Erken ve Geç Bizans devirlerinde ise bunlara ilaveten kilise ve
şapeller de inşa edilmiştir.
Frig Vadisi'nin ikinci bölümü ise Kütahya'ya 55 km. uzaklıkta bulunan
Ovacık Köyü'nün İnlice Mahallesi'nin doğusunda başlayan çam ormanları
arasındadır. Bölgenin bilinen tarihi M.Ö. 900-600 yıllarında Frigler,
daha sonra Romalılar ve Bizanslılar tarafından kullanıldığı şeklindedir.
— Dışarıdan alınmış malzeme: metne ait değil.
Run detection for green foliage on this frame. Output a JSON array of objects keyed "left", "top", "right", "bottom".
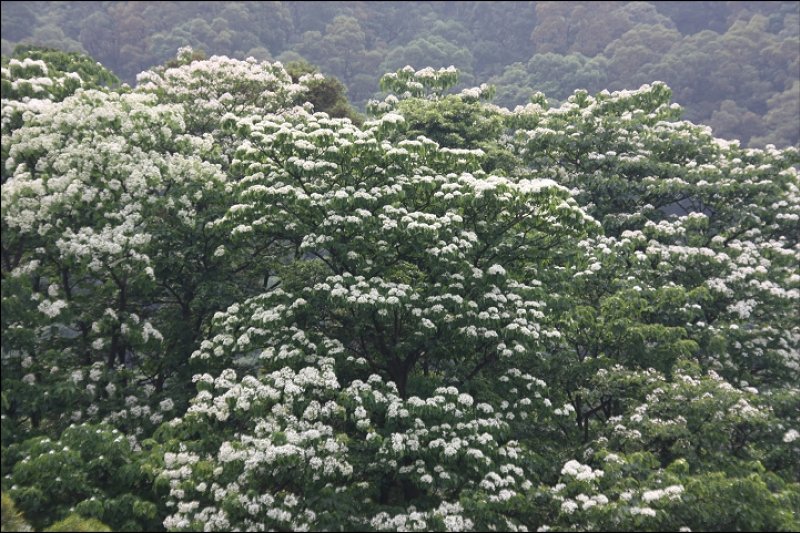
[
  {"left": 379, "top": 35, "right": 475, "bottom": 87},
  {"left": 1, "top": 493, "right": 32, "bottom": 532},
  {"left": 491, "top": 53, "right": 609, "bottom": 107},
  {"left": 44, "top": 514, "right": 111, "bottom": 532},
  {"left": 286, "top": 60, "right": 363, "bottom": 124},
  {"left": 532, "top": 450, "right": 800, "bottom": 532},
  {"left": 2, "top": 424, "right": 161, "bottom": 531}
]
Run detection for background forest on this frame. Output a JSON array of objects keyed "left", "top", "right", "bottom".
[{"left": 1, "top": 1, "right": 799, "bottom": 148}]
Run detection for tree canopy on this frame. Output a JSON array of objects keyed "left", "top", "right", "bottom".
[{"left": 1, "top": 44, "right": 798, "bottom": 532}]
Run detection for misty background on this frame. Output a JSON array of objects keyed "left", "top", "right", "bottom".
[{"left": 2, "top": 1, "right": 798, "bottom": 148}]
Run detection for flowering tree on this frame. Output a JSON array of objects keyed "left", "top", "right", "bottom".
[
  {"left": 0, "top": 48, "right": 316, "bottom": 447},
  {"left": 156, "top": 79, "right": 593, "bottom": 529},
  {"left": 503, "top": 84, "right": 799, "bottom": 446},
  {"left": 531, "top": 364, "right": 799, "bottom": 532},
  {"left": 2, "top": 49, "right": 798, "bottom": 531}
]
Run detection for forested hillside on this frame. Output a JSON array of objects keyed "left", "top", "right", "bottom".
[
  {"left": 2, "top": 39, "right": 799, "bottom": 531},
  {"left": 1, "top": 1, "right": 798, "bottom": 148},
  {"left": 1, "top": 2, "right": 800, "bottom": 532}
]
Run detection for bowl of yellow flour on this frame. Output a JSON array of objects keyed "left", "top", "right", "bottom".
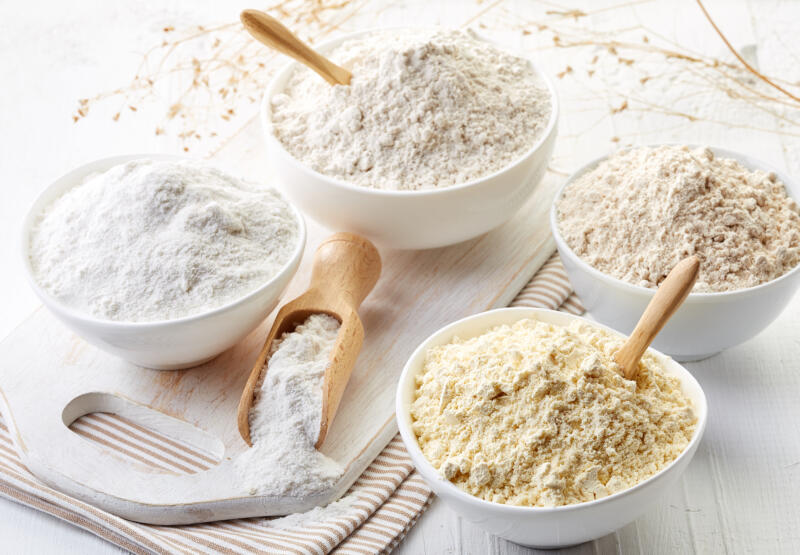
[{"left": 396, "top": 307, "right": 707, "bottom": 548}]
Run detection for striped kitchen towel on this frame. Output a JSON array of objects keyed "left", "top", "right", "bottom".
[
  {"left": 0, "top": 252, "right": 581, "bottom": 554},
  {"left": 511, "top": 252, "right": 585, "bottom": 314}
]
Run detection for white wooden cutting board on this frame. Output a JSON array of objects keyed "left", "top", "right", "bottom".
[{"left": 0, "top": 120, "right": 557, "bottom": 525}]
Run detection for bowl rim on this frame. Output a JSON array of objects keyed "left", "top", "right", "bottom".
[
  {"left": 20, "top": 153, "right": 307, "bottom": 329},
  {"left": 395, "top": 306, "right": 708, "bottom": 515},
  {"left": 260, "top": 27, "right": 560, "bottom": 197},
  {"left": 550, "top": 144, "right": 800, "bottom": 300}
]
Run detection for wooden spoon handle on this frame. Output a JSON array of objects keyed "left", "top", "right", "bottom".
[
  {"left": 240, "top": 9, "right": 351, "bottom": 85},
  {"left": 615, "top": 256, "right": 700, "bottom": 380},
  {"left": 309, "top": 233, "right": 382, "bottom": 311}
]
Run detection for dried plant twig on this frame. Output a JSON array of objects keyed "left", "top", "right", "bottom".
[{"left": 696, "top": 0, "right": 800, "bottom": 103}]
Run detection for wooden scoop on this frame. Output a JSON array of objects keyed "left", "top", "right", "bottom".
[
  {"left": 240, "top": 9, "right": 352, "bottom": 86},
  {"left": 238, "top": 232, "right": 381, "bottom": 448},
  {"left": 614, "top": 256, "right": 700, "bottom": 380}
]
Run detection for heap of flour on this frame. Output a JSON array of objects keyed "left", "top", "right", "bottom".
[
  {"left": 235, "top": 314, "right": 344, "bottom": 497},
  {"left": 28, "top": 159, "right": 299, "bottom": 322},
  {"left": 271, "top": 29, "right": 552, "bottom": 191},
  {"left": 411, "top": 318, "right": 696, "bottom": 507},
  {"left": 262, "top": 493, "right": 359, "bottom": 529},
  {"left": 557, "top": 145, "right": 800, "bottom": 292}
]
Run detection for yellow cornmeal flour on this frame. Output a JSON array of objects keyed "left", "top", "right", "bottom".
[{"left": 410, "top": 318, "right": 696, "bottom": 507}]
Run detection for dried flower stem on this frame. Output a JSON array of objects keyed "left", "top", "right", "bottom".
[{"left": 696, "top": 0, "right": 800, "bottom": 104}]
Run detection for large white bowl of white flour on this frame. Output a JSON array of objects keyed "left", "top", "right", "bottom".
[
  {"left": 22, "top": 154, "right": 306, "bottom": 369},
  {"left": 261, "top": 28, "right": 558, "bottom": 249}
]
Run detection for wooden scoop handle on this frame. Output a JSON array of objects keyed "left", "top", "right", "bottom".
[
  {"left": 237, "top": 233, "right": 380, "bottom": 447},
  {"left": 614, "top": 256, "right": 700, "bottom": 380},
  {"left": 240, "top": 9, "right": 351, "bottom": 86},
  {"left": 312, "top": 233, "right": 381, "bottom": 448},
  {"left": 309, "top": 232, "right": 381, "bottom": 312}
]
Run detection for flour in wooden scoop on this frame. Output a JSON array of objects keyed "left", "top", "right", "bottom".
[
  {"left": 235, "top": 314, "right": 343, "bottom": 497},
  {"left": 271, "top": 29, "right": 552, "bottom": 191}
]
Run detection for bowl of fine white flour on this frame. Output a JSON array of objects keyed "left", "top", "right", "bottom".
[
  {"left": 21, "top": 154, "right": 306, "bottom": 369},
  {"left": 261, "top": 28, "right": 558, "bottom": 250},
  {"left": 551, "top": 145, "right": 800, "bottom": 361}
]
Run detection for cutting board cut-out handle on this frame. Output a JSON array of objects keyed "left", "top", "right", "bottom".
[{"left": 62, "top": 392, "right": 226, "bottom": 463}]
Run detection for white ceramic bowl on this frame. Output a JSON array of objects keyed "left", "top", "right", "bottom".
[
  {"left": 20, "top": 154, "right": 306, "bottom": 370},
  {"left": 551, "top": 146, "right": 800, "bottom": 361},
  {"left": 396, "top": 307, "right": 707, "bottom": 548},
  {"left": 261, "top": 30, "right": 559, "bottom": 250}
]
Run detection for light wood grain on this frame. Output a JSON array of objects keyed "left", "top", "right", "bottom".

Frig Vadisi'nde kayalara elle oyulmuş kaya mezarlar, kiliseler ve
sığınma-barınma amacıyla kullanılmış yüzlerce mağara bulunmaktadır.
c-Aizanoi Antik Kenti
Aizanoi antik kenti, Kütahya'ya 57 km. uzaklıktaki Çavdarhisar İlçesindedir.
Efes ile çağdaş olan kent Penkalas ırmağının iki yakasına kurulmuştur.
Kentin ismi Su Perisi Erato ile efsanevi kral Arkas'ın birleşmesinden
ortaya çıkan Azan isimli mitoloji kahramanından kaynaklanmaktadır.
Aizanoi antik kenti Frigya'ya bağlı yaşayan Aizanitislerin ana yerleşmeleriydi.
Kent alanı M.Ö.3000 yıllarından
itibaren yerleşmeye sahne olmuştur.
Helenistik dönemde Bergama
Krallığı ile Bitinya arasında el değiştirmiştir.
M.Ö. 133'de Roma egemenliğine
girmiştir.
Erken Bizans döneminde
Piskoposluk merkezi olan Aizanoi 7.yy.da önemini yitirmiştir.
Ortaçağ'da (13.yy) Çavdar
Tatarları'nın üssü olan kent daha sonraları Çavdarhisar ismini almıştır.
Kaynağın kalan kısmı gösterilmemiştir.